I found that some of papers I was asked to read as a reviewer, or sometimes those I saw as an editor, used alpha in ways that seemed inappropriate, and often without any apparent understanding of what alpha did and why it might be useful: simply calculating, hoping it was more than 0.7, and reporting it in the paper, seemed to be seem as important.

Authors were in effect saying “this is a good instrument because alpha >0.7” even when it was inappropriate to use alpha. Commonly alpha would be calculated across diverse scales in an instrument, or alpha would be calculated for a wide-ranging knowledge test where clearly the items (questions) were testing understanding of a range of concepts and principles.

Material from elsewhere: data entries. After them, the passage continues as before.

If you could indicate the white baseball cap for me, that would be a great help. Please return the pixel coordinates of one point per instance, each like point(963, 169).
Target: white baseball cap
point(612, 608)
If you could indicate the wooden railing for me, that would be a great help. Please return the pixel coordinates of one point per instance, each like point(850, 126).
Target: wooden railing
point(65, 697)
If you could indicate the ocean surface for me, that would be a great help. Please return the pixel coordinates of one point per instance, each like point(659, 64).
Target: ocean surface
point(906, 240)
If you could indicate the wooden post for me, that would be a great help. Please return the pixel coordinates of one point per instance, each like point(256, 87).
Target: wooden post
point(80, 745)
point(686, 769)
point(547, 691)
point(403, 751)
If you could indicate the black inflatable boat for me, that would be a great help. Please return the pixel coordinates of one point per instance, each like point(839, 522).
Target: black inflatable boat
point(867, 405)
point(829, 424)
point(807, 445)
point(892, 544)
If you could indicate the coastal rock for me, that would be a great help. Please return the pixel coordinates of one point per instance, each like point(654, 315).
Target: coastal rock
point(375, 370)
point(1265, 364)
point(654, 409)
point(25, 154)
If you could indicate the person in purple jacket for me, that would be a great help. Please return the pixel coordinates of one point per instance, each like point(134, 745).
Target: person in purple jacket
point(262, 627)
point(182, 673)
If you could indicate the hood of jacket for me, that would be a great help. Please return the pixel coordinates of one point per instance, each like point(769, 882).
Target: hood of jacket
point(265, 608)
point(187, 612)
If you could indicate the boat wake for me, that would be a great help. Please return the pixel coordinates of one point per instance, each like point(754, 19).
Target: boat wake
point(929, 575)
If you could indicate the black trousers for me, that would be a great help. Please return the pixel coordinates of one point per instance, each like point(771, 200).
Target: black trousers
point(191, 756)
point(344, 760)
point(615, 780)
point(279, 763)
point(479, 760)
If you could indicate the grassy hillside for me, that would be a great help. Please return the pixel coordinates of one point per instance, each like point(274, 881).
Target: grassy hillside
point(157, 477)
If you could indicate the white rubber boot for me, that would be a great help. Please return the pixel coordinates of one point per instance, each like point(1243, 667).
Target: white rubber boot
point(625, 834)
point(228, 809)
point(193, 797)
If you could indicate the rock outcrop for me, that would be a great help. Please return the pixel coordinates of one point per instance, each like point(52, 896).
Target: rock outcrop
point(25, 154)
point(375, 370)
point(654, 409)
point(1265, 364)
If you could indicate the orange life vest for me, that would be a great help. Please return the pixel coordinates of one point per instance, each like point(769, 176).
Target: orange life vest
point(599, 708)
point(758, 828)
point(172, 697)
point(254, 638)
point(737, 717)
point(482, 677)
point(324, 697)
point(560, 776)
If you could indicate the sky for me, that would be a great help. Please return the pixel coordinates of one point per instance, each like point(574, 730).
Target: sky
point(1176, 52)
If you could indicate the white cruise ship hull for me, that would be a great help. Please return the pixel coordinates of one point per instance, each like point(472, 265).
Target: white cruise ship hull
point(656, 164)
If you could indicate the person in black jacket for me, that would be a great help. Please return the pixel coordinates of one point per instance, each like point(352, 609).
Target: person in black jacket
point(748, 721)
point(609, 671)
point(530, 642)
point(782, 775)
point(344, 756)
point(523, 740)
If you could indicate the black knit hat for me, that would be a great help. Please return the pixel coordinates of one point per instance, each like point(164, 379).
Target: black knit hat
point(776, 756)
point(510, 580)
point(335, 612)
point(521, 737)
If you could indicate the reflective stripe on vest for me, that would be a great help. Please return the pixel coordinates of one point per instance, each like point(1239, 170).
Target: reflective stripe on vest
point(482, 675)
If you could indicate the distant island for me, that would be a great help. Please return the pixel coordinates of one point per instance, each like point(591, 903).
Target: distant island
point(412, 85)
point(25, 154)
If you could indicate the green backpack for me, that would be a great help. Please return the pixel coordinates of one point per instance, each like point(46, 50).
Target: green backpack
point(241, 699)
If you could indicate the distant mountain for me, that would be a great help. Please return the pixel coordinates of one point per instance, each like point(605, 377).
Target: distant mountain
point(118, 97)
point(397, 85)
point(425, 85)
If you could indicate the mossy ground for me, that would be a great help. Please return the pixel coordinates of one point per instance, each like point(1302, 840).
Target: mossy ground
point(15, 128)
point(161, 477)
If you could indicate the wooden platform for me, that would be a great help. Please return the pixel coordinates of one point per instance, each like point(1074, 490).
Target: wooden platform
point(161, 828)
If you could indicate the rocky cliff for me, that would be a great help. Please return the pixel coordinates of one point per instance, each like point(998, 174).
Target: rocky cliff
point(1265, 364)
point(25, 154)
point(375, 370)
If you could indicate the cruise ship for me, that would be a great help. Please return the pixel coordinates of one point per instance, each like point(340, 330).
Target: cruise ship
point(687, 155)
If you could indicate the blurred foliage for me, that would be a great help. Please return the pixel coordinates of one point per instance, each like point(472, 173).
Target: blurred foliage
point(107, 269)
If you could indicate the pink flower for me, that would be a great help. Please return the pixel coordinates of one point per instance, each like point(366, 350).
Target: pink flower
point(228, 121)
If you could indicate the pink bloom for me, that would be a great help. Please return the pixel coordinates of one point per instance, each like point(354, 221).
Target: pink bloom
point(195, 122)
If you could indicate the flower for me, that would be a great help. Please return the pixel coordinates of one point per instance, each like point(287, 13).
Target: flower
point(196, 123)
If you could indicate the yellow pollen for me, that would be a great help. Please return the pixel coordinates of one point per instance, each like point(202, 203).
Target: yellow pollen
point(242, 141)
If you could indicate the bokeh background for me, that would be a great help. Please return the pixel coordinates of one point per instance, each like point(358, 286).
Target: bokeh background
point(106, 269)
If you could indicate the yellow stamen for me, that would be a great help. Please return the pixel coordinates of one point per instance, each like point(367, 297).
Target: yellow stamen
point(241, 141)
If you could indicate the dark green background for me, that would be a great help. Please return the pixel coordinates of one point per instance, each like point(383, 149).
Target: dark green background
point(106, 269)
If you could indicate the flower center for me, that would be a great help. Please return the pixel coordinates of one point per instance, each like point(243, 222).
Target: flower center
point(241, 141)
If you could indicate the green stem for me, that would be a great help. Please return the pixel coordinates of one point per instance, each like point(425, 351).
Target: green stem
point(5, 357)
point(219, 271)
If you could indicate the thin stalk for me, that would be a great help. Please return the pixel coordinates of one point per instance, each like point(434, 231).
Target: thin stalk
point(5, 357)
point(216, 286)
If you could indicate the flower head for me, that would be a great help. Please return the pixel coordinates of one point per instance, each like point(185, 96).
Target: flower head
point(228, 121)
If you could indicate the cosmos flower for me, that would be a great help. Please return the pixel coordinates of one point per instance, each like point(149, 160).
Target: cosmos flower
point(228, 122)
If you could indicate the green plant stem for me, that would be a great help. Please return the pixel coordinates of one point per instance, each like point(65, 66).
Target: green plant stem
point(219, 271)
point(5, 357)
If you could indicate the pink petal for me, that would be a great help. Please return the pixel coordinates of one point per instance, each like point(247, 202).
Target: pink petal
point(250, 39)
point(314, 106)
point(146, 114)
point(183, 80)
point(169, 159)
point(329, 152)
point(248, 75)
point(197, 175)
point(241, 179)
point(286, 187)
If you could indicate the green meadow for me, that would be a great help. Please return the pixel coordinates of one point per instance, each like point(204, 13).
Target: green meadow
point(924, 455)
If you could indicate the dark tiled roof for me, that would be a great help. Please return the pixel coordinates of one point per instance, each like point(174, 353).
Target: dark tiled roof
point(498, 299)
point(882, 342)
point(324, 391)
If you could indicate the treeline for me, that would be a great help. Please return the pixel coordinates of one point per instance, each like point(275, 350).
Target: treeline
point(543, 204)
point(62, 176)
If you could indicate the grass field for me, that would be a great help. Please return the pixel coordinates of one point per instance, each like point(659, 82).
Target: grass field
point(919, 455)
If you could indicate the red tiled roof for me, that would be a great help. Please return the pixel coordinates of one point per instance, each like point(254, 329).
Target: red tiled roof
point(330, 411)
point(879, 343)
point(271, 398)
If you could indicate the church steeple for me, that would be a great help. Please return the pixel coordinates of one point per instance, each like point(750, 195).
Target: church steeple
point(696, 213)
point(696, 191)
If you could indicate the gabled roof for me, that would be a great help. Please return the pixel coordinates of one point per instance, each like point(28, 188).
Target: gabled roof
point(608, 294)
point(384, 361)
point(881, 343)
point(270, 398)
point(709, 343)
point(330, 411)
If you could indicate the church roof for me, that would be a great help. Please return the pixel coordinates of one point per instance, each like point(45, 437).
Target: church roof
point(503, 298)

So having done some reading to find out about alpha, it seemed that most of the examples I then met in science education papers used alpha without explaining what it was or why it was used, and often authors seemed to use alpha where it was not relevant or helpful. Moreover, this applied to examples I saw in published studies in good journals, as well as manuscripts submitted for review.

This motivated me to write an article explaining what alpha was, and why it was introduced, and when it should be used, and what we should read into the values calculated. I drew on examples from the published literature to explain appropriate use, and the limitations and flaws in many published studies.

Improvement of the article in peer review

The original manuscript submitted for publication drew upon specific published articles to make particular points about how alpha was being presented in science education studies. I felt the article worked well that way. However, one of the reviewers for Research in Science Education, made a fair point that in writing the paper I was largely, for my examples, picking on published studies that showed flaws: this could be seen as relying on anecdotes rather than being systematic.

To address this I surveyed the four top science eduction journals over the most recent complete year of publication to identify every use of alpha. Whilst, as might be expected, this revealed some good practice, it also showed just how inconsistently authors described what alpha was testing, and how qualitative interpretations of the actual values calculated varied wildly. This lengthened and changed the feel of the paper (from originally being a kind of perspective article, to being arranged around a formal study offering more specific evidence of current practice). I was initially a little uneasy about this at the time, having felt the earlier version had more ‘punch’. However, on balance. I feel the reviewer offered good advice. I do think that responding to the recommendation strengthened the paper, so that it offered a more robust evidential basis for offering specific guidelines for others using Cronbach’s alpha in their studies.

Personal ignorance can motivate a move towards greater expertise

So that’s how a largely ‘qualitative researcher’ came to publish a paper about statistics. I did not initially understand the basis or purpose of Cronbach’s alpha, but the need to find out in order to effectively review manuscripts led me to realise that a lot of those researchers actually using Cronbach’s statistic do not seem to really understand it either.